Kerim Toslak

BU NASIL ATEŞKES

Kerim Toslak

Her ne kadar bazıları Siyonist İsrail ile Filistin- Hamas arasındaki savaşın Gazze Şeridinde 7 Ekim 2023 tarihinde başladığını zannetse de bu savaş yüz yıldan uzun süren bir savaştır. Başta İngilizler olmak üzere, Batılı devletlerin içlerinden atılması gereken bir safra olarak gördükleri Siyonist Yahudi toplumunu, Filistin topraklarına göndermeleri ile başlayan bir savaştı bu. 1. Dünya savaşından sonra gruplar halinde peyderpey bölgeye yerleşen ve kolonileşen Yahudi topluluğu, İngilizlerin desteklediği silahlı terörist gruplar halinde bölgede yaşayan Filistinlilerin kasaba ve köylerine  saldırırlar düzenleyerek, evlerini, barklarını, arazilerini, ürünlerini yağmalamalarıyla o günden bugüne devam etmektedir.

2. Dünya Savaşı'ndan sonra kurulan birleşmiş milletlerin ilk icraatı, Filistinlilerden gasbettikleri topraklarda kolonileşen  Siyonist Yahudi toplumuna hukuki statü kazandırarak İsrail Devletini gayrimeşru olarak bölgede peydahlamak oldu. (Aslında bu olay bile BM'nin niçin kurulduğunu ve Filistin halkının çıkarına yönelik bir icraatının da olamayışının ip uçlarını da barındırır)

 
2.Dünya savaşı'na kadar İngiliz himayesinde olan siyonist İsrail yapılanmasının himayesini, dünyanın jandarması ABD devraldı. ABD'nin kılcal damarlarına kadar yerleşen paralel siyonist yapı artık emin ellerdeydi. O gündür bugündür bölgede kan akmaya devam ediyor. ABD desteğinde siyonist oluşum saldırılarına ve katliamlarına devam etmektedir. Bölgedeki halkların savunma refleksi ile oluşturdukları küçük silahlı gruplar, gayri meşru terörist oluşumlar olarak damgalanıp uluslararası arenada hak, hukuk ve muhataplıktan mahrum bırakıldılar. 

Hatta Filistin halkına uygulanan katliam ve soykırımların gerekçesi sayıldılar.  Dolayısıyla böyle bir ortamda elbette adil bir anlaşma olmayacağı ortadaydı. Hele hele ABD'nin arabuluculuğu ve hakemliği altında yapılan bir ateşkes Antlaşması'nın, nasıl bir ateşkes olacağı belliydi. Katliamın destekçisi ve hatta soykırımın ortağı olan ABD'nin arzu ve isteğine uygun olan bir ateşkesin adil olması hak, hukuk vaat etmesi akıl dışıydı. Bütün bunlara rağmen arabulucu ve garantör olarak Türkiye'nin de içinde bulunduğu Katar'ın ve Mısır'ın ve başka bazı ülkelerin imzacılar arasında yeraldığı bir anlaşmanın en azından Gazzedeki katliamı durduracağı umuluyordu. 

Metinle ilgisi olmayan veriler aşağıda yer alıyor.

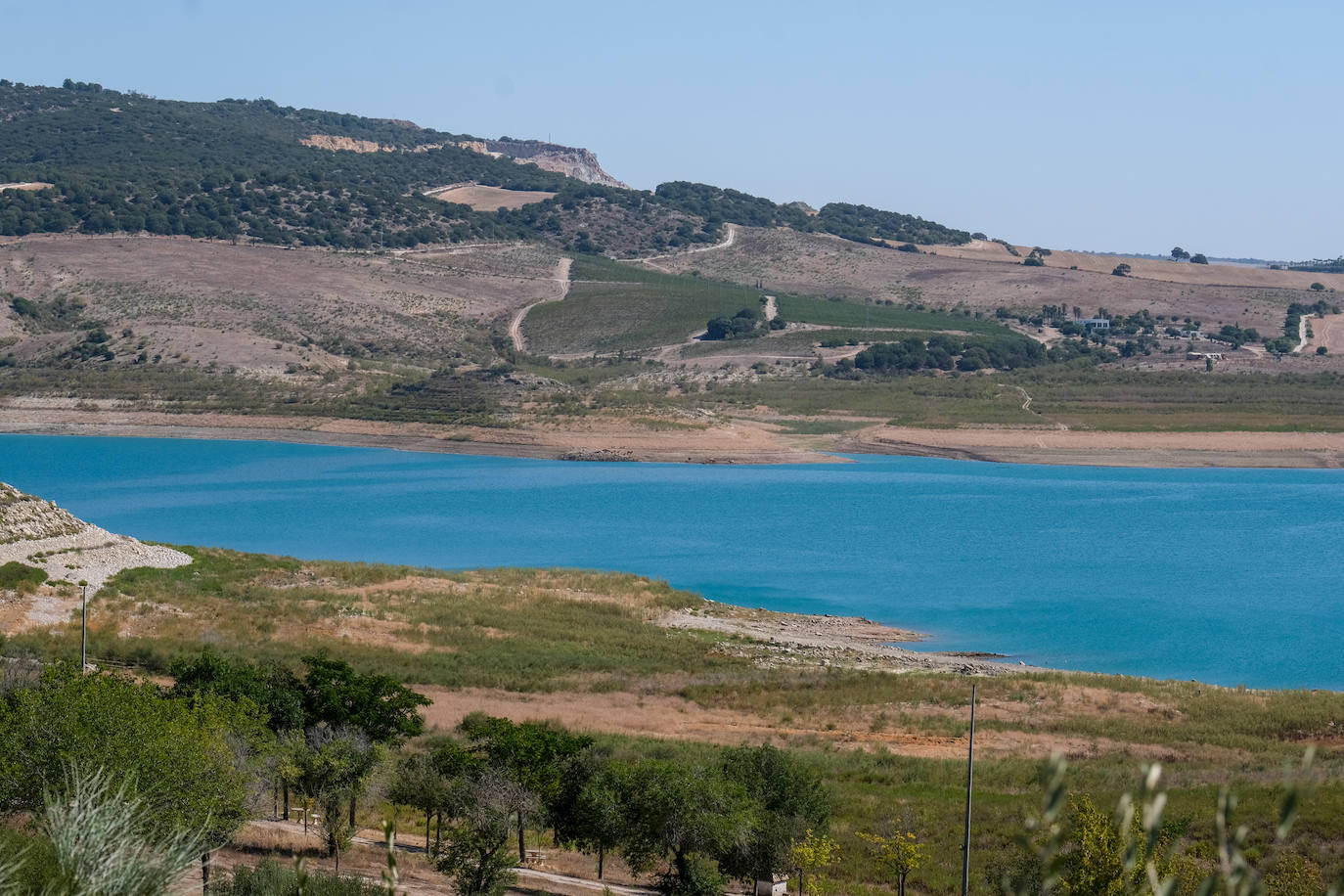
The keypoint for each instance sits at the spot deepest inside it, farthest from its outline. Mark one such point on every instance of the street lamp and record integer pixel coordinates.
(83, 626)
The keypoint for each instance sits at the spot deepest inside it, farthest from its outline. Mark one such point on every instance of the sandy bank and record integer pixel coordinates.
(739, 441)
(790, 639)
(1105, 449)
(92, 555)
(597, 439)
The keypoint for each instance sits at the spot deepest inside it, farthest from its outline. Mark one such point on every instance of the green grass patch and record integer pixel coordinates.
(514, 629)
(15, 575)
(613, 306)
(832, 312)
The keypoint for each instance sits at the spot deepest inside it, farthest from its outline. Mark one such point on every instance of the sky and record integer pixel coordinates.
(1110, 126)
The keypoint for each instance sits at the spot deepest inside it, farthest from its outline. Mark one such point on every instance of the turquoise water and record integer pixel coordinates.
(1230, 576)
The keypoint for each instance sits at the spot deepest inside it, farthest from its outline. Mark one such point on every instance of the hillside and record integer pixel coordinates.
(54, 544)
(258, 171)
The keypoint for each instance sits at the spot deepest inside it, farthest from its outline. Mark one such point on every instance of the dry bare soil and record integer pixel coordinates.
(984, 277)
(488, 198)
(259, 308)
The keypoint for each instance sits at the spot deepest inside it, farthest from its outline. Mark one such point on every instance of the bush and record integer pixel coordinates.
(270, 878)
(17, 576)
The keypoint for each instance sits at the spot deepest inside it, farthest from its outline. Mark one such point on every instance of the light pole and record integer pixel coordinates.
(83, 626)
(970, 767)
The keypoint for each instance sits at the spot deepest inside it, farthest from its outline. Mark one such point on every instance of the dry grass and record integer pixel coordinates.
(985, 277)
(488, 198)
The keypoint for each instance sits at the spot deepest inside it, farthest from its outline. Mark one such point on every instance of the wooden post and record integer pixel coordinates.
(970, 767)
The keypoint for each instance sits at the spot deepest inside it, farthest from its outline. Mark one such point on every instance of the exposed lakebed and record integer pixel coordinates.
(1229, 576)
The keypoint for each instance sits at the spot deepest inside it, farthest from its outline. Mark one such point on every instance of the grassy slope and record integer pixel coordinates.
(589, 633)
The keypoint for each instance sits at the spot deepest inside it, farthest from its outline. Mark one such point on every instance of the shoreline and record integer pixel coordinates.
(739, 441)
(826, 640)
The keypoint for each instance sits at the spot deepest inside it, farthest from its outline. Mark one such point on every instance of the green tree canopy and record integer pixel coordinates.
(187, 759)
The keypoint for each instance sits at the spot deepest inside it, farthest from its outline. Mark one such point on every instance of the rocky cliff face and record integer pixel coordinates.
(563, 160)
(24, 517)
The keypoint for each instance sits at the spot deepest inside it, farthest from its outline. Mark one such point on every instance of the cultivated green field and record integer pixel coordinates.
(613, 306)
(888, 745)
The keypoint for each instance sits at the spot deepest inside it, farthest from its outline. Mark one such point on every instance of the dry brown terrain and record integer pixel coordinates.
(1106, 449)
(962, 277)
(488, 198)
(261, 308)
(1156, 269)
(597, 437)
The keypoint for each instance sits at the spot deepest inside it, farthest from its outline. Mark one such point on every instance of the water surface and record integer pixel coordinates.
(1230, 576)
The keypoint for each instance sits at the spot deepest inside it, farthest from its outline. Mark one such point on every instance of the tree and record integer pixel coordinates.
(189, 760)
(811, 856)
(899, 855)
(683, 814)
(97, 837)
(419, 782)
(474, 849)
(531, 754)
(273, 690)
(718, 328)
(380, 705)
(589, 813)
(787, 799)
(328, 766)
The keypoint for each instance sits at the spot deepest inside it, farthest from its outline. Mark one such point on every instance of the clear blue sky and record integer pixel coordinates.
(1080, 125)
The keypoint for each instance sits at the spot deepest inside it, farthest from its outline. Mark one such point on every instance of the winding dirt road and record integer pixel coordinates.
(562, 277)
(730, 237)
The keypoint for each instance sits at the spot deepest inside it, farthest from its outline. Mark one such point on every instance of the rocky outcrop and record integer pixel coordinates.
(345, 144)
(570, 161)
(25, 518)
(39, 533)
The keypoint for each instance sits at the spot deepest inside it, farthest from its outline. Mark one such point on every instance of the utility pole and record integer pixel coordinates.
(970, 767)
(83, 626)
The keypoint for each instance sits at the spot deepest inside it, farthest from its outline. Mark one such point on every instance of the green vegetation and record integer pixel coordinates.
(237, 168)
(1077, 395)
(18, 576)
(637, 797)
(613, 306)
(502, 629)
(836, 312)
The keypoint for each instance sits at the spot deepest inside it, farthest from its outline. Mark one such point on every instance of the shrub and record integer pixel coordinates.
(15, 575)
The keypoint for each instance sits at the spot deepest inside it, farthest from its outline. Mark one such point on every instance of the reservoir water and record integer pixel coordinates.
(1230, 576)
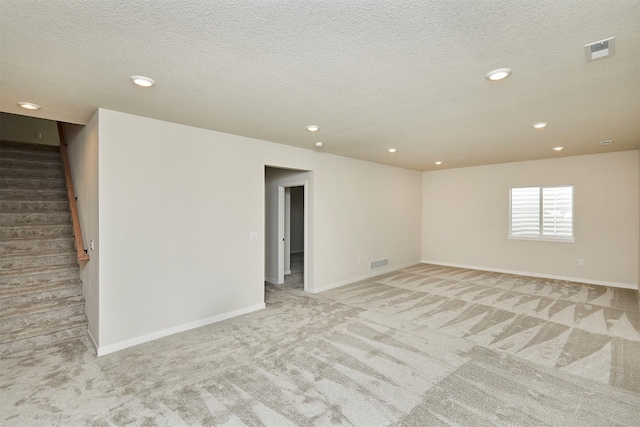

Gelinen noktada bu imzalanan ateşkes anlaşmasıyla ortaya çıkan sonuç ateşi kesmedi. Ama bölgedeki katliam ve soykırımın Dünya gündeminden düşürülmesini sağladı. Ateş kesildi mi? Hayır ateş kesilmedi. Katliam devam ediyor. Halâ  soykırımcı Siyonist İsrail Gazze'de masum sivilleri, sığındıkları derme çatma çadırlarda öldürmeye devam ediyor. Hatta katliam ve yağma Batı Şeria'da da şiddetini artırarak devam ediyor. Evet kesilen bir ateş var ama kesilen bu ateş Hamas tarafının ateşi. 

Siyonist Soykırımcı İsrail yönetimi bu  anlaşmada belirtilen yardımın 3 te birinin bile Gazze’ye girişine müsaade etmiyor. Katil israil yönetimi anlaşmada imza altına alınan çocuklar, hastalar, yaralılar ve savunmasız kesimlerin ihtiyaç duyduğu 350’den fazla temel gıda ürününün Gazze Şeridi’ne girişini engelliyor. 

Bu durumda HAMAS tarafı adına anlaşma görüşmelerini  yürüten Katar, Mısır ve diğer imzacı  ülkeler, anlaşmanın patronu olduğunu iddia eden Başkan Donald Trump'a dönüp "bu nasıl ateşkes, bu nasıl anlaşma, artık şu tasmasını tuttugun itine sahip çık" demeleri gerekir.